Machine Learning and other Artificial Intelligence techniques are driving significant innovations in the geoscience community. The growing use of this technology offers the oil industry a unique way to deal with the massive data deluge that we have been observing over the past 15 years. As opposed to many other industries, the oil and gas E&P market has huge amounts of interpreted data available, and even considering the many data types, scales and formats we handle, it is a rich source of information for Machine Learning.
In all industries, some domain experts are skeptical about Machine Learning and about the risk of relying on a “black box”. Presented this way, it sounds scary. If we dig a little into history, however, we realize that neural networks, in addition to manipulating simple mathematical objects, are the products of hundreds of years of research by the some of the world’s most brilliant scientists. They rely on strong but simple mathematical foundations. As technology is evolving very fast, and as we are faced with the Big Data challenge, it becomes critical for us as geoscientists, to apprehend and understand these simple techniques. The G&G community has a deep understanding of the data required to conduct successful field studies, and machine learning can help extract hidden information from that data. This combination is the ideal solution for conducting successful predictive analytics.
Machine Learning has brought additional insights to the oil industry when deterministic methods cannot easily describe geology from geophysical data. The determination of facies distribution, with well or seismic data, is a great example of the ability of Machine Learning to efficiently transform data into geological information. DNNA (Democratic Neural Network Association) has successfully been used to estimate the probability of rock-type distribution from prestack and poststack data in various geological contexts. The DNNA approach has shaped information in such a way as to make it easier for interpreters and reservoir modelers to make decisions. In such areas as reservoir connectivity stemming from laminated sands, or prediction of heterogeneous diagenetic effects on limestone, the use of DNNA Machine Learning has brought new insights to geoscientists.
In recent years, a new class of Machine Learning techniques which can handle Big Data has emerged: Deep Learning. Deep Learning regroups several families of neural networks, for example, Convolutional Neural Networks. These are very smart, but conceptually simple, evolutions of conventional neural networks. To handle Big Data, they apply the old “divide and rule” precept.
Deep Learning has been very successful in many domains, such as image detection, speech recognition and even trading. Handling speech is signal treatment: this is what we do with seismic data. Image recognition is visual investigation: this is what we do for geological, structural and stratigraphic interpretation. Deep Learning is opening a door, and may create the biggest revolution ever, in our methods for interpreting subsurface data.

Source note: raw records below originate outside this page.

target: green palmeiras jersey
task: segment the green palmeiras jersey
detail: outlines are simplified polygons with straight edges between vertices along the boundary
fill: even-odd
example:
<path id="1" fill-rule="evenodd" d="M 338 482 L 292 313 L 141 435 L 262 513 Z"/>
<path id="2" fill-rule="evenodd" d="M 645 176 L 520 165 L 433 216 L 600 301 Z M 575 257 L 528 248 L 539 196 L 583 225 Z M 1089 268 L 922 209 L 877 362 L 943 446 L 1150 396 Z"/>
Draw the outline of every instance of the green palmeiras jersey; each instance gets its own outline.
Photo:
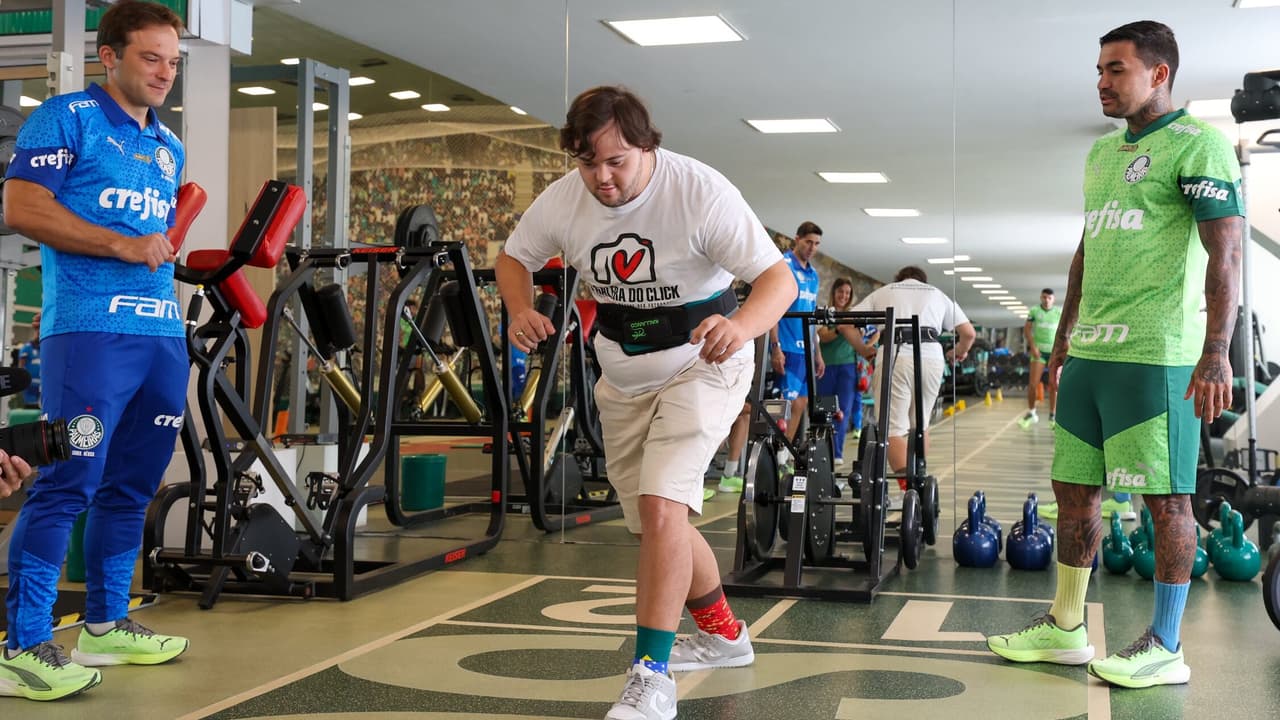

Big Data and Deep Learning are also about receiving data in real time, and using the data flow to make better decisions. For example, we will soon be able to use information arriving from rigs and logs acquired while drilling, to update models to adapt quickly to any situation, and analyze fluid distribution in reservoirs in real time. The monitoring and analysis of real time data will enable the detection of abnormal situations at any early stage. Deep Learning, through the analysis of all available data, will enable us to better anticipate changes and adapt our strategy as needed. Downstream, the impact of Deep Learning (for example, the live monitoring of sensors in refineries based on real time analysis of the data), will set a new standard in terms of cost management efficiency.
We have a huge list of use cases for applying Machine Learning in the oil and gas industry, and the list is growing fast.
When Artificial Intelligence is trained, it performs tasks much faster than a human can.
- Many essential but highly repetitive tasks do not need human expertise
- Some processes may need permanent monitoring to limit risk and money loss
These can now be streamlined so that the expert can re-focus on the science and on team collaboration.
At last, the machine will help humans.